Again with the Atlantic excuse.What specific record has this typhoon shattered exactly? I think the main reason it isn't really talked about is because it has been overshadowed by Haiyan. Megi was very powerful and it was talked about back then.
tatertawt24 wrote:Megi was very impressive, but I prefer Haiyan in terms of satellite presentation.
Also, I'm mad that recon flew into Megi and not Haiyan.
euro6208 wrote:galaxy401 wrote:euro6208 wrote:Megi is truly a very very underrated storm and not talked about much. Why ignore a record? It's not in the atlantic that's why...
Again with the Atlantic excuse.What specific record has this typhoon shattered exactly? I think the main reason it isn't really talked about is because it has been overshadowed by Haiyan. Megi was very powerful and it was talked about back then.
tatertawt24 wrote:Megi was very impressive, but I prefer Haiyan in terms of satellite presentation.
Also, I'm mad that recon flew into Megi and not Haiyan.

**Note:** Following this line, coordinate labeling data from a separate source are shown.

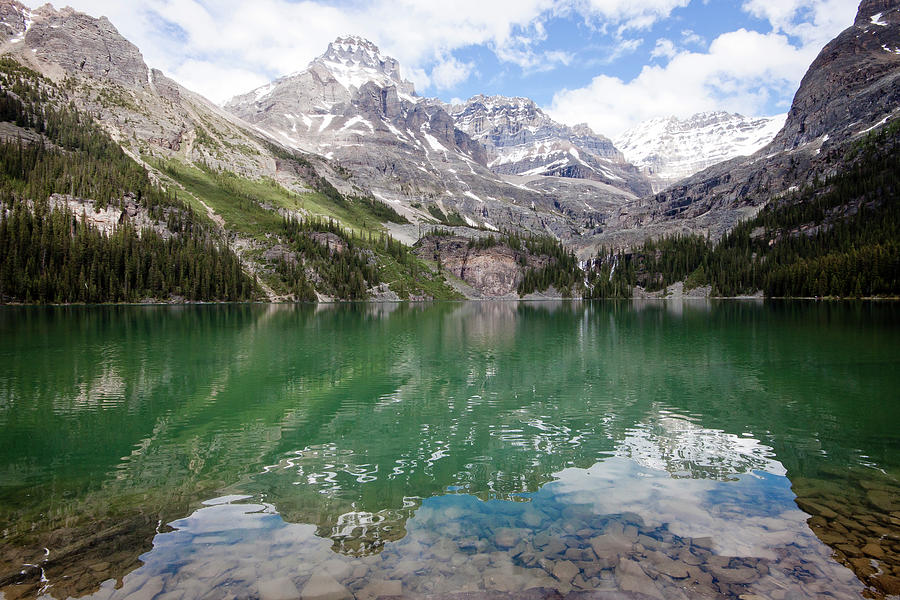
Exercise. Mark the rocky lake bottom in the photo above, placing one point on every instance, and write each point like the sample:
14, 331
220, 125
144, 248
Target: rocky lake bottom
624, 450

Excluding Haiyan which had no recon flew to it, Megi did have and measured a worldwide record sustained wind speed of 175 knots. Many sites list it at 165 knots for some reason but it was stronger than that. Many typhoons back in the old days were measured to be around 165 to 185 knots in STY nancy but were considered overestimated.
Agreed that Haiyan is more impressive than Megi by 200 miles. It could have been like 175 to 200 knots in Haiyan if recon flew in...
Of course, we can't discount the many typhoons after 1987 when recon ended. Many are thought to be equal or even stronger than 165 knots.
tatertawt24 wrote:
Do you have a source for the 175 knots? I have trouble believing that even Haiyan would have 200mph winds, and Megi's presentation was not even close to Haiyan's. Of course, you can't determine winds from the structure, but I can't help but feel more skeptical of it. The only time I could fully accept 175 knots is in a really explosively intensifying storm with a tiny eye, like Forrest (not the best example though, since apparently Forrest's winds were only 150 knots).
At 8:09am EDT (12:09 UTC), the aircraft measured winds at flight level (8,000 feet) of 220 mph. The SFMR surface wind measurement instrument recorded surface winds of 186 mph in regions where heavy rain was not contaminating the measurement, but found surface winds of 199 mph in one region of heavy rain. Now, this measurement is considered contaminated by rain, but at very high wind speeds, the contamination effect is less important than at lower hurricane wind speeds, and it is possible than Megi's surface winds are close to a sustained 200 mph. This is supported by the flight level winds of 220 mph, which support surface winds of 199 mph, using the usual 10% reduction rule of thumb. The Hurricane Hunters measured a surface pressure of 893 mb at 12 UTC.